Kurdish-led forces end operation aimed at clearing ISIS remnants from Syrian-Iraqi border area

The Kurdish-led Syrian Democratic Forces (SDF) on Wednesday announced the end of a four day anti-ISIS operation near the Iraqi border. (Photo: SDF)
The Kurdish-led Syrian Democratic Forces (SDF) on Wednesday announced the end of a four day anti-ISIS operation near the Iraqi border. (Photo: SDF)

ERBIL (Kurdistan 24) – The US-backed Syrian Democratic Forces (SDF) on Wednesday finished a four-day operation to clear areas in Syria located near the Iraqi border area province of various stores of weapons, tunnels, and other resources used by ISIS in its ongoing campaign of violence there.

During the operation, which focused on areas near Wadi al-Ajij in the province of Deir al-Zor, some 12 ISIS hideouts were demolished.

A number of smuggling routes & TUNLs [tunnels] were located & destroyed & WPN [weapon] caches were seized,” said Col. Wayne Marotto, a spokesperson for the US-led Coalition to Defeat ISIS, in a Twitter post on Wednesday.

“There’s no safe place for Daesh [ISIS] in NE Syria,” he added.

The SDF’s Coordination and Military Operations Center said in a Tuesday statement that “weapons caches and smuggling routes have been found.”

The SDF’s media center announced on Wednesday that the offensive had ended, explaining, “The operation lasted for four days accompanied by the continuous flight of international coalition aircraft that conducted missile strikes targeting specific positions used by Daesh cells in the area.”

“The forces were able to sweep parts of the Wadi al-Ajij area in order to detect smuggling routes used by Daesh to infiltrate inside northern and eastern Syria and to move terrorist cells to and from Iraq.”

The SDF announced last Sunday that they, along with the anti-ISIS coalition, had launched the military campaign.

Read More: Backed by coalition forces, Kurdish-led SDF launches operation against ISIS near Iraqi border

Although the SDF and the coalition announced the territorial defeat of ISIS in Syria in March 2019, sleeper cell attacks persist, especially in areas once controlled by the extremist group, in what appears to be a deliberate campaign to destabilize the area.
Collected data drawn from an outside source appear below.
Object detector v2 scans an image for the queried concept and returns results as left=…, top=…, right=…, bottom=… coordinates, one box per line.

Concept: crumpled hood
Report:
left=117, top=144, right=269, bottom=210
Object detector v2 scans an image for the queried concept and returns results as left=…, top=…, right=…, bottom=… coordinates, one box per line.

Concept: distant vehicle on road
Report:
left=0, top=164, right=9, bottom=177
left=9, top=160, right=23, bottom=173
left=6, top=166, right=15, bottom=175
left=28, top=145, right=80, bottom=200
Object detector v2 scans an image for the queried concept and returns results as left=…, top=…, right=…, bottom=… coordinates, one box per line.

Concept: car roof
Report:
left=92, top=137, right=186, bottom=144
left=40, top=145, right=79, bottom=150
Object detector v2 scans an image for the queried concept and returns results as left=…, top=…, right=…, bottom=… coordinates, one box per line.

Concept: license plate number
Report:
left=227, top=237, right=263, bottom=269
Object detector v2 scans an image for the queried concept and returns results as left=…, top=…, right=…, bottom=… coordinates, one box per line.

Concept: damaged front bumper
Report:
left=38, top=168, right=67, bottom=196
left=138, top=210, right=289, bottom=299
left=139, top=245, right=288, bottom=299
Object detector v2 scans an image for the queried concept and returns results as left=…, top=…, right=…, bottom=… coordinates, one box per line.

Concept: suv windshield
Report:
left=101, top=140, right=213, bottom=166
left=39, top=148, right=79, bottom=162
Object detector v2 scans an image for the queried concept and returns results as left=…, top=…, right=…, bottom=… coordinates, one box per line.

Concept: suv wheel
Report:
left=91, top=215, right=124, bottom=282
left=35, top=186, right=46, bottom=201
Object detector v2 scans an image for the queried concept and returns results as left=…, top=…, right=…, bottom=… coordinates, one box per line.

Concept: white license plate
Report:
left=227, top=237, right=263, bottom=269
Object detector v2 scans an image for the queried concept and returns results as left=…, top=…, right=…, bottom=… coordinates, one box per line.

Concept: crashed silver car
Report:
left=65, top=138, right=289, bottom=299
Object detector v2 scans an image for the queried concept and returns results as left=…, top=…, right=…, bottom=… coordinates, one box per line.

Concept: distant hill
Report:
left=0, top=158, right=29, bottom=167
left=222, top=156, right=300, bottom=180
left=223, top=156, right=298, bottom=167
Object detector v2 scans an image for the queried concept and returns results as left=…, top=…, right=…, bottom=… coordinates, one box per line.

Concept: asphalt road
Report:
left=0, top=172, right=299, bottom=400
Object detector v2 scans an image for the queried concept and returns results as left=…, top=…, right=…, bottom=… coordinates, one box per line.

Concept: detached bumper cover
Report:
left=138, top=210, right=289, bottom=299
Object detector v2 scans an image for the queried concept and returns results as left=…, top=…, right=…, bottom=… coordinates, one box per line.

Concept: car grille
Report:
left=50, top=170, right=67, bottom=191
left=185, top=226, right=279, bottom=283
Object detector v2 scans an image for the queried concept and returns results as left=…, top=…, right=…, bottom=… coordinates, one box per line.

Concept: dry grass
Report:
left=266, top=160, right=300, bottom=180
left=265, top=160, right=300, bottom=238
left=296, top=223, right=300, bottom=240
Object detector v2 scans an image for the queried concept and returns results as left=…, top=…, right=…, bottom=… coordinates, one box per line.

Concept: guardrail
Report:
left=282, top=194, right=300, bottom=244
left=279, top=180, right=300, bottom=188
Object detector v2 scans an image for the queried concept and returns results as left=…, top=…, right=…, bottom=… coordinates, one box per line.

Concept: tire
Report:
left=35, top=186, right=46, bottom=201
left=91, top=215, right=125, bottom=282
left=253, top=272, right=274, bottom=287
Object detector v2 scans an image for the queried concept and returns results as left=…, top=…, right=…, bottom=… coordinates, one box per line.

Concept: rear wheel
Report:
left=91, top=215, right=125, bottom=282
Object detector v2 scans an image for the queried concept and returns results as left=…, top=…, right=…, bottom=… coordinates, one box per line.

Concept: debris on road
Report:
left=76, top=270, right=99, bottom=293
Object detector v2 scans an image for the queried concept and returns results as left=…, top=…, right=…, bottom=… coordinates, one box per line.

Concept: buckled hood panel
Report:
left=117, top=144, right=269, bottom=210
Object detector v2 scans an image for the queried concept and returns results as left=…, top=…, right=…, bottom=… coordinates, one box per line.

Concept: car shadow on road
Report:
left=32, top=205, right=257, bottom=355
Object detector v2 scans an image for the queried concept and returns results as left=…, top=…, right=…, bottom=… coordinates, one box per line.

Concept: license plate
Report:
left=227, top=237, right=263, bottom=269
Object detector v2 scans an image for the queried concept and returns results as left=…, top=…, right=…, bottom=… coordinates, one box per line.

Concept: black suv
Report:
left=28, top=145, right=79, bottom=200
On May 4, a Pentagon Inspector General report covering the first quarter of 2021 (January 1 – March 31) quoted the Defense Intelligence Agency as saying, “ISIS continues to use the permeable border between Iraq and Syria to smuggle members and affiliates to safe havens it has established in rural and permissive areas, where it can conceal its operations and leaders, avoid security patrols, and intimidate the local population.”

Nicholas Heras, a Senior Analyst at the Washington, DC-based Newlines Institute, previously told Kurdistan 24 that “ISIS has created a transit zone in the semi-steppe area between Iraq and Syria. ISIS uses this transit route for safe haven and as territory to network its operatives between Iraq and Syria.”